Un de nos collaborateurs, qui a assisté à l'entrée des troupes françaises à Metz, Colmar et Strasbourg, raconte comment il alla visiter une école dans un petit village alsacien.
"A peine débarqué dans le village, j'ai voulu que ma première visite fût réservée à l'école. J'avais hâte d'assister à la classe en français.
"Avant la guerre, l'école était faite aux garçons par deux instituteurs, aux fillettes par de soeurs de la Providence, dont la maison mère est à Ribeauville : tous, instituteurs et congréganistes, purs Alsaciens. Quand je suis entré, vers trois heures de l'après-midi, la ruche était en plein travail ; du haut en bas de la maison, c'était la leçon de musique. Ici, les plus petits des marmots chantaient d'une voix aiguë une ronde enfantine :
Enfants de l'école,
Travaillez gaiement :
Chaque instant s'envole,
Profitez du temps...
"Là, des fillettes de dix à douze ans épelaient la Marseillaise, écrite au tableau en belle cursive anglaise. Et il fallait voir quels efforts faisaient les élèves pour articuler les mots : "Al-lons, en-fants de la pa-trie...", au sujet desquels la petite soeur leur avait dit en allemand, d'une voix tremblante d'émotion :
"Mes enfants, nous allons apprendre la Marseillaise, qui est désormais notre hymne national et que tout Français et toute Française doit savoir chanter."

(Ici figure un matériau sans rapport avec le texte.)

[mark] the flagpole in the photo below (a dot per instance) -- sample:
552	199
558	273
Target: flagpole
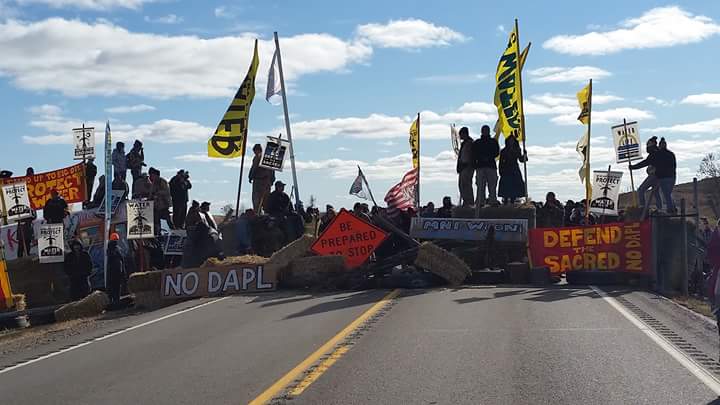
522	108
588	194
287	121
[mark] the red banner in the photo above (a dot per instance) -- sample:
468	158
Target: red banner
69	183
622	247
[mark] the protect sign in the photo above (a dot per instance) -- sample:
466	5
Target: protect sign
350	237
624	247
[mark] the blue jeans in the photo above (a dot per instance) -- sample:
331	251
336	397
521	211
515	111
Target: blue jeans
666	186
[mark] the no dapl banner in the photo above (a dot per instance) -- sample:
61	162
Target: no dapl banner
84	143
17	203
627	143
606	189
51	243
140	219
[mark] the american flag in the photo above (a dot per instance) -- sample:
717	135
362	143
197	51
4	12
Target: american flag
402	195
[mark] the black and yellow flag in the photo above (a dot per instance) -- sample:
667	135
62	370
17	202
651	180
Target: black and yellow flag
230	137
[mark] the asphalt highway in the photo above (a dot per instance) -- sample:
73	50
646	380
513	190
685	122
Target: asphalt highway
474	345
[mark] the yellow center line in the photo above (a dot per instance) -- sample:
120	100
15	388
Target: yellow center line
304	365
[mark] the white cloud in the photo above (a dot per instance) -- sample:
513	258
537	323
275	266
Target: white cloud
124	109
705	99
657	28
78	58
557	74
408	34
166	19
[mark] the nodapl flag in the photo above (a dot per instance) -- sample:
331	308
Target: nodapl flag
508	91
229	139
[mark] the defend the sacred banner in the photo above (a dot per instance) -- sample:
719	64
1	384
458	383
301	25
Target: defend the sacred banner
68	182
624	247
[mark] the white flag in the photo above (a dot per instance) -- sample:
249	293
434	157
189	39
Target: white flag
274	85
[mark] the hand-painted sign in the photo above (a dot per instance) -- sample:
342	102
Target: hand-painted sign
350	237
68	182
504	230
624	247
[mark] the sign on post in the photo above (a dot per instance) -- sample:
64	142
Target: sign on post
84	143
51	243
627	142
141	221
606	190
350	237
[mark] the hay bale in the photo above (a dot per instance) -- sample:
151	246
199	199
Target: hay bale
92	305
283	257
442	263
145	281
234	260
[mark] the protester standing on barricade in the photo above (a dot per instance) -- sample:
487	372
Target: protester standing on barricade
512	185
485	151
261	179
179	190
465	168
119	161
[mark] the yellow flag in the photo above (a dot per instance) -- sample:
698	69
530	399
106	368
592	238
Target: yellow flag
415	142
508	91
230	137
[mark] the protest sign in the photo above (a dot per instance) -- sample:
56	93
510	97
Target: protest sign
350	237
606	190
51	243
140	219
627	142
17	204
84	143
68	182
214	281
504	230
274	154
624	247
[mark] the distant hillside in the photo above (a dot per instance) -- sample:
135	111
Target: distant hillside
708	197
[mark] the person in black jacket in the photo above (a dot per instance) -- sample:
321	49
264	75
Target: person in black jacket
78	267
485	151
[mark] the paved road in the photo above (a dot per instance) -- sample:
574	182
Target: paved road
476	345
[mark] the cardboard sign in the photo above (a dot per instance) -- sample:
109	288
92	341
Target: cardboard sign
627	143
84	143
51	243
606	191
505	230
141	222
274	154
68	182
215	281
17	203
350	237
623	246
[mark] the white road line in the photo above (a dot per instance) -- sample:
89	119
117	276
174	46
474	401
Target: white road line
105	337
698	371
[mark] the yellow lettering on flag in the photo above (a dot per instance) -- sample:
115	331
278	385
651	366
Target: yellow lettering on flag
415	143
507	90
230	137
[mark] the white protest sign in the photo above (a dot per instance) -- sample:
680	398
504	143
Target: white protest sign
84	143
17	203
627	142
606	189
51	243
140	219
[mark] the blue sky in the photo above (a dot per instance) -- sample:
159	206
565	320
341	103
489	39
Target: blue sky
164	71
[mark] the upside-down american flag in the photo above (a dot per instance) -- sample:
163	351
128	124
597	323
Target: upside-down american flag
402	195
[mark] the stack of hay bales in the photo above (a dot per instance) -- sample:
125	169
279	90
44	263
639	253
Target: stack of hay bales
442	263
92	305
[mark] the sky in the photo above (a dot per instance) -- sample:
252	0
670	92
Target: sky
164	72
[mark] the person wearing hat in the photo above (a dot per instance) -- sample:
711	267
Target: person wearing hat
78	267
261	179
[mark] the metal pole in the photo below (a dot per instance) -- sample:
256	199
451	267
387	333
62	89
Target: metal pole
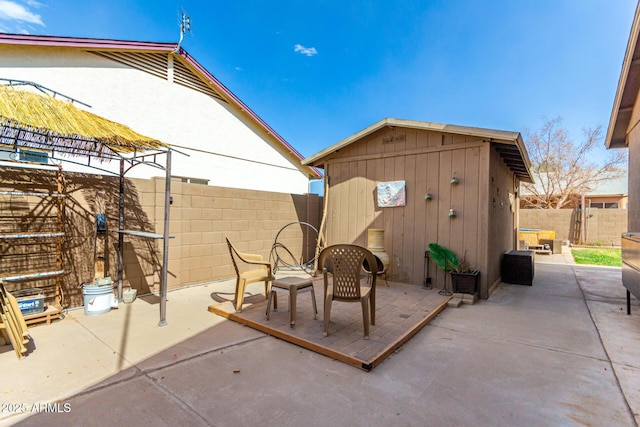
583	222
120	228
165	250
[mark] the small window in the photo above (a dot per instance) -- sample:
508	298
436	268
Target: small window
193	180
6	154
34	156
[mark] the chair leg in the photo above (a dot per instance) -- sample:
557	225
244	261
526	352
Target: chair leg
372	304
240	295
327	314
313	300
365	316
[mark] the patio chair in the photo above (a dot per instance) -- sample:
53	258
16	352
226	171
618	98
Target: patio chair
260	271
346	284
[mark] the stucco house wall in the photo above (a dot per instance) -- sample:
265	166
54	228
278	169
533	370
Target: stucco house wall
426	156
201	217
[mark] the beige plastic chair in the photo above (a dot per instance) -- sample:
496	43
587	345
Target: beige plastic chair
344	282
259	271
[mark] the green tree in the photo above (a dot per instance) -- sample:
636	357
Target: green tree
563	169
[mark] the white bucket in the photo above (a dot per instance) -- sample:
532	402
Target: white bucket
97	299
129	295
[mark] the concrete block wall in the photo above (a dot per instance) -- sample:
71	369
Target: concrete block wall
200	218
602	225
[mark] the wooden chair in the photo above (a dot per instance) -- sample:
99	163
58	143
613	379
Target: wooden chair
259	271
346	284
12	324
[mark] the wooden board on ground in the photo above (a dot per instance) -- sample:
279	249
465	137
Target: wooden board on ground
401	311
51	313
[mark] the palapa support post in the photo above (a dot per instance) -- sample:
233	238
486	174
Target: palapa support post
100	253
165	248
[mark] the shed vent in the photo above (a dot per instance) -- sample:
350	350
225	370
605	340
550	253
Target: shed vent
152	63
157	64
185	77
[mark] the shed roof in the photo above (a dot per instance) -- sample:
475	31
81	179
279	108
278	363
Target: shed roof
509	144
627	92
106	45
42	121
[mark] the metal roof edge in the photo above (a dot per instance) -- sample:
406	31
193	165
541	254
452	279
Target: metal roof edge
622	82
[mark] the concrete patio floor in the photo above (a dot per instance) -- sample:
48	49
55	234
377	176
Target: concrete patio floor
561	352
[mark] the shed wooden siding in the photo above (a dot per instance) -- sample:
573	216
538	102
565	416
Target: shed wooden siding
427	161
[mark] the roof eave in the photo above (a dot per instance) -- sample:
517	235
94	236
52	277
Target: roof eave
87	43
511	138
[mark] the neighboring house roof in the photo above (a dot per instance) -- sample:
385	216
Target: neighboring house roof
618	186
509	144
627	92
184	68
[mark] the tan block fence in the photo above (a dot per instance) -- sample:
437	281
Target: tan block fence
603	226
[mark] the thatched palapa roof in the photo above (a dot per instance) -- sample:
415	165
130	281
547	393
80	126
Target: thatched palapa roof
29	119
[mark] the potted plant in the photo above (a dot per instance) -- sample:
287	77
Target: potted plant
464	278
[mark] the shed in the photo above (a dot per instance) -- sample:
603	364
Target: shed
461	191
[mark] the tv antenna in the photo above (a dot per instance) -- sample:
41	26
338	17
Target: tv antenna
185	25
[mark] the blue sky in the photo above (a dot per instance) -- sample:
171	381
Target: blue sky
319	71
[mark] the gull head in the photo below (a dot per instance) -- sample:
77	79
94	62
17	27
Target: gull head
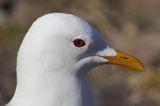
65	43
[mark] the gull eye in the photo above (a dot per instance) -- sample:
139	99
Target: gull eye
79	43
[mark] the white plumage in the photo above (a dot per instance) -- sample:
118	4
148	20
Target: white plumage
51	67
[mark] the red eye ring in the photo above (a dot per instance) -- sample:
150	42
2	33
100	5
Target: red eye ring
79	42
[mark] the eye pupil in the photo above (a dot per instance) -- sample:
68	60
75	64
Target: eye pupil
79	43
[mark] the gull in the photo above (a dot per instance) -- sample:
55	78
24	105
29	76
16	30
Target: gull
55	55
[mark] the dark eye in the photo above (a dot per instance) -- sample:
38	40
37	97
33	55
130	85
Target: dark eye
79	43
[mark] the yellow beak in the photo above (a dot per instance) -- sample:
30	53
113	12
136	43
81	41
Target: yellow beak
125	60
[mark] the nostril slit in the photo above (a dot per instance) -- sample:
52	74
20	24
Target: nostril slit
125	58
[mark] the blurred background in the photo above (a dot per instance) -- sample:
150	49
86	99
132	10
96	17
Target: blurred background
130	25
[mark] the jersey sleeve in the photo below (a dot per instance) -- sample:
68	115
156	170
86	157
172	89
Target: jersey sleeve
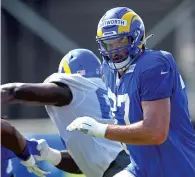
157	82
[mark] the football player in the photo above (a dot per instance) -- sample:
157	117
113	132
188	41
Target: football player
148	98
68	96
13	144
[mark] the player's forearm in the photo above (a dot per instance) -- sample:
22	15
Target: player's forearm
68	164
138	134
14	141
36	94
8	92
62	160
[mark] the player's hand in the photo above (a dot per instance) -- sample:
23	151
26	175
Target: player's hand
33	168
43	149
88	126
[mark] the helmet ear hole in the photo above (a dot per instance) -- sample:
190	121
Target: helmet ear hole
131	39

"Chemin faisant, la directrice, qui compte à ce jour cinquante années d'enseignement, me confiait ses espérances et ses désirs :
"Ça ira, ça ira. Elles apprendront vite. Mais nous manquons de deux choses principales : des livres et des souliers."
Pour saluer mon départ, la classe des grandes a entonné un choeur à trois voix, que la maîtresse accompagnait sur son violon :
Les anges, dans nos campagnes,
Ont entonné l'hymne des cieux.
Et l'écho de nos montagnes
Redit ces chants mélodieux :
Gloria in excelsis Deo...
"Après quoi, sur un signe bref de la soeur, toutes les fillettes se sont dressées d'un bond, ont joint les talons et ont crié : "Vive la France !"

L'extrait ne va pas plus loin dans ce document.